Hay que reconocer el trabajo acucioso que realiza la diputada Nineth Montenegro al escudriñar en las ejecuciones presupuestarias para detectar distintas anomalías que nunca son tomadas en cuenta por la Contraloría de Cuentas y tampoco por los grupos que presumen de velar por la transparencia. Ayer la diputada informó sobre las carreras realizadas a última hora por el gobierno anterior para realizar millonarias transferencias de partidas en el presupuesto, a fin de no dejar sin ejecutar prácticamente nada y dando nuevamente al Ministerio de Comunicaciones millonarias sumas para que continuara con sus manejos tan discutibles.
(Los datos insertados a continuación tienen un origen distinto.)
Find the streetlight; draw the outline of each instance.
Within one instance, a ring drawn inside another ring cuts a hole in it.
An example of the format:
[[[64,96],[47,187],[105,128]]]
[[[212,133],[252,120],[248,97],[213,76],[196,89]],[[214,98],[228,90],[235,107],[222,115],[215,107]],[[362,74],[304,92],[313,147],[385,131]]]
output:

Ya antes el ministro de Comunicaciones saliente había dicho que el aumento de la deuda flotante del ministerio, que pasó de 300 millones a más de dos mil millones, era resultado de las operaciones realizadas en los últimos días de gestión, lo cual resulta increíble. Pero si a ello sumamos que no sólo creció la deuda flotante en esa suma, sino que se hicieron transferencias por casi mil millones, es justo que nos preguntemos: ¿Y qué hicieron con todo ese dinero?
El actual Fiscal General inició un proceso penal hace cuatro años contra el ex presidente Portillo por las transferencias que en su calidad de Presidente autorizó. Como se recordará, al no ser el Presidente de la República responsable del manejo de alguna cuenta sobre la que deba rendir cuentas, no podía procesársele por peculado y la Fiscalía consideró que haber autorizado las transferencias era causal de delito. Siguiendo la lógica de aquellos días, uno pensaría que el mismo Fiscal estaría ya preparando acciones en contra del presidente Berger porque, como dijimos en su momento, si autorizar las transferencias era constitutivo de delito, todos los Presidentes de la República estarían sometidos a procesos similares.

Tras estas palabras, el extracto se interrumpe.